Smith ficou mais conhecido como economista do que filósofo moral, e me樂威壯 smo que alguns estudiosos vejam uma tensão entre o seu pensamento ético e o econômico, essa tensão desaparece quando se tem em mente que, numa sociedade de mercado, prospera o capitalista que coloca os interesses do público ao qual serve acima dos seus próprios, e oferece o produto que estes desejam, e não aquele que gostaria de oferecer. Para usar a própria metáfora de Smith, o cervejeiro, o açougueiro e o padeiro não são benevolentes, mas ao perseguirem seu interesse, agem de modo a satisfazer o nosso em comer pão, carne, e beber cerveja. Ao longo do século XIX, a teoria econômica tomou diferentes rumos, e embora ainda reverencie Smith pelo pioneirismo, não deixou de refutar o que estava errado em seu pensamento. Mas a filosofia moral o esqueceu.

Damos um salto cronológico, e nos encontramos em 1903, quando o filósofo britânico G. E. Moore, que ensinava em Cambridge, publicou seu livro “Principia Ethica”. Neste livro, ele advogava uma teoria moral que poderia ser resumida em um princípio central: o que alguém sente como o certo é o que deve ser considerado como moral. O agente agora não precisa considerar o sujeito da ação, não precisa simpatizar com ele: o sentimento, a intuição, de que está fazendo a coisa certa torna-o moral mesmo que não o seja. Moore hoje é pouco discutido no campo do pensamento moral – mas pelo menos um de seus mais ardentes entusiastas, John Maynard Keynes, continua sendo discutido no campo da economia. E, embora não haja, na teoria econômica de Keynes, nenhuma influência direta de Moore, sua filosofia nunca se desviou daquele princípio.

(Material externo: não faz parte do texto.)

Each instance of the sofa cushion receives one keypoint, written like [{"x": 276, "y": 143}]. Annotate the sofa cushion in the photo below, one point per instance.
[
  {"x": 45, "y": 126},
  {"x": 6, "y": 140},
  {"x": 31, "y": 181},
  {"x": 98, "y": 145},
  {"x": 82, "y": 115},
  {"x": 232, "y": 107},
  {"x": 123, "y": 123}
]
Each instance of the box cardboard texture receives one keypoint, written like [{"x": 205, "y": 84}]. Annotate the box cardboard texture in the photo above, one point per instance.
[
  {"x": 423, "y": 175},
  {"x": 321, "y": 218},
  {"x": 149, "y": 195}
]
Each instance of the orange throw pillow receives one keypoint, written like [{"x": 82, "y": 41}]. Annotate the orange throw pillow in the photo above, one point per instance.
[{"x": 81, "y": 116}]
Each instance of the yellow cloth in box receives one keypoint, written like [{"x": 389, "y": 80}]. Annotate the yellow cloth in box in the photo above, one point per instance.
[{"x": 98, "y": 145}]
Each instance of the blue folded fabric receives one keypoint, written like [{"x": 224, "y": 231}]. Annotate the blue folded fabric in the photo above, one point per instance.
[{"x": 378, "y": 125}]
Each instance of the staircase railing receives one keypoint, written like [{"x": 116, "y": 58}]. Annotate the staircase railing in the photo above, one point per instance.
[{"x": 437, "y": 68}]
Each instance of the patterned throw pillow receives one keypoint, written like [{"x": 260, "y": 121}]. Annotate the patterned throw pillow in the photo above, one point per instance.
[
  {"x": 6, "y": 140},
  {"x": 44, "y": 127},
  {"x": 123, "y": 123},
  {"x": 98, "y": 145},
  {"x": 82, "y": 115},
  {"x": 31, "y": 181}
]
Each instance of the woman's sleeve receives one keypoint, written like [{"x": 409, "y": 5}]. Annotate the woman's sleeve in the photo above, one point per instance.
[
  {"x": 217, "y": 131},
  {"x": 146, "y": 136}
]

Hoje em dia, o pensador espanhol Carlos Elías, em seu livro “Science on the Ropes”, cita a política alemã Angela Merkel: as pessoas não estão mais interessadas em fatos, mas em emoções e sentimentos. O que importa não é mais a verdade, e sim o que as pessoas gostam. Um “like” no Facebook importa mais do que dizer a verdade. Elías critica os resultados dessa tendência para o pensamento e a atitude dos ocidentais para com a ciência, o que não é o objeto deste pequeno artigo; mas a mesma tendência tem efeitos graves no que entendemos por moral.

E o principal efeito, na minha opinião, consiste no fato de que o certo passa a ser o que se sente como certo. Esse sentimento nada tem de racional – é meramente o resultado de uma popularidade, é vazio de significado para o agente moral. A pessoa quer ser apreciada, quer ser curtida na rede social, quer ser popular, mas as ações morais nunca foram sinônimo de popularidade. As ações morais envolvem sentimentos? Claro que sim, mas antes de mais nada envolvem a razão, porque acreditar que algo é certo deriva de um esforço mental, de um pensamento, não de tentar descobrir o que os outros gostariam. É um sentimento pelos outros, e não dos outros. O agente moral pensa e age conforme uma mistura de sentimento e razão, não conforme o que as pessoas esperam.

Poderia ser diferente? Redes sociais divulgam, algumas vezes, decisões moralmente corretas, e ganham o respeito, o apreço e a admiração de várias pessoas. Nem sempre, entretanto, isso deriva de um esforço racional, mas sim do desejo de fazer o que os outros pensam estar correto e admirável.

É melhor do que nada, sem dúvida; agir certo porque é o que os outros admiram é melhor do que decidir por agir errado. Mas, se é verdade que sentimentos e razão nem sempre dependem um do outro, também é verdade que formam um time formidável quando atuam juntos no campo da moral. E hoje em dia, isso não parece estar ocorrendo: quando o certo é o que os outros gostam, quando o verdadeiro é o que os outros acham, sentir-se moralmente certo não deriva de pensar – e concluir – que se está certo. Fala-se hoje em “pós-verdade” sem jamais ter descoberto o que é verdade; meu medo é que um dia se fale em pós-moral sem jamais ter descoberto o que é moral.

Referências:

MACINTYRE, Alasdair. After virtue. 3rd. ed. Notre Dame: University of Indiana Press, 2007.

SMITH, Adam. An inquiry into the nature and causes of the wealth of nations. Indianapolis: Liberty Classics, 1979.